In [1]:
# Roman Ramirez, rr8rk@virignia.edu
# Neo4j

In [23]:
# IMPORTING MODULES

import pprint
import pandas as pd
from py2neo import Graph
from py2neo import Node
from py2neo import Relationship
from py2neo import NodeMatcher

## SETUP

In [3]:
graph = Graph("bolt://localhost:7687", auth=("neo4j", "password"))

In [4]:
STUDENT_DATABASE = 'student_database'
SUBJECT_DATABASE = 'subject_database'
FACULTY_DATABASE = 'faculty_database'
HOUSE_DATABASE = 'house_database'

# defining node types
STUDENT = 'Student'
HOUSE = 'House'
YEAR = 'Year'
COLOR = 'Color'
CLASS = 'Class'
FACULTY = 'Faculty'
SUBJECT = 'Subject'
SCHOOL = 'School'

# reading all sheets
student_df = pd.read_excel('database_draft.xlsx', sheet_name=STUDENT_DATABASE)
subject_df = pd.read_excel('database_draft.xlsx', sheet_name=SUBJECT_DATABASE)
faculty_df = pd.read_excel('database_draft.xlsx', sheet_name=FACULTY_DATABASE)
house_df = pd.read_excel('database_draft.xlsx', sheet_name=HOUSE_DATABASE)

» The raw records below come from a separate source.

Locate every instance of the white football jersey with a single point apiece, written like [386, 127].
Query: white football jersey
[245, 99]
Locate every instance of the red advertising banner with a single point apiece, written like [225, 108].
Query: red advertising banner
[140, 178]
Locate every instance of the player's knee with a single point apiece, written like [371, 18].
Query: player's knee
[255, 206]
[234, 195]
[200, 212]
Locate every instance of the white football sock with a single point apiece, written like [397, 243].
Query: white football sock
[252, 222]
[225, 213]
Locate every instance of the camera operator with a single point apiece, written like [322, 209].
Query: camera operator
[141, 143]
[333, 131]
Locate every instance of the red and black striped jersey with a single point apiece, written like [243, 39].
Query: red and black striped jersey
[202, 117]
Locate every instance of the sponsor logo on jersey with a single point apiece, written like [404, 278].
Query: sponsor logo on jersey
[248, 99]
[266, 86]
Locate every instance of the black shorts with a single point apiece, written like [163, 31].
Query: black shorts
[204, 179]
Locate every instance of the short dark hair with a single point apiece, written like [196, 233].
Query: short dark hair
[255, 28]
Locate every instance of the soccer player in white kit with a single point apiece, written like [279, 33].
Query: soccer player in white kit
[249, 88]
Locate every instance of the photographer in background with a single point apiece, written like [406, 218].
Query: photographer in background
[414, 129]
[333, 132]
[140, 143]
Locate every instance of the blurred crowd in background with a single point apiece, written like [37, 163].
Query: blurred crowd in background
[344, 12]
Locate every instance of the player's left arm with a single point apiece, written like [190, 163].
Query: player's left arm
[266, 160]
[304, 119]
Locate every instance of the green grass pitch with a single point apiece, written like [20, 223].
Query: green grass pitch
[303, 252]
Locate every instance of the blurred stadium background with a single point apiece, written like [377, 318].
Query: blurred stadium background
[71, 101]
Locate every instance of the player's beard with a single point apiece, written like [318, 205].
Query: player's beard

# getting all unique values
student_uniques = dict()
subject_uniques = dict()
faculty_uniques = dict()
house_uniques = dict()

for col in student_df.columns:
    student_uniques[col] = set(student_df[col])
for col in subject_df.columns:
    subject_uniques[col] = set(subject_df[col])
for col in faculty_df.columns:
    faculty_uniques[col] = set(faculty_df[col])
for col in house_df.columns:
    house_uniques[col] = set(house_df[col])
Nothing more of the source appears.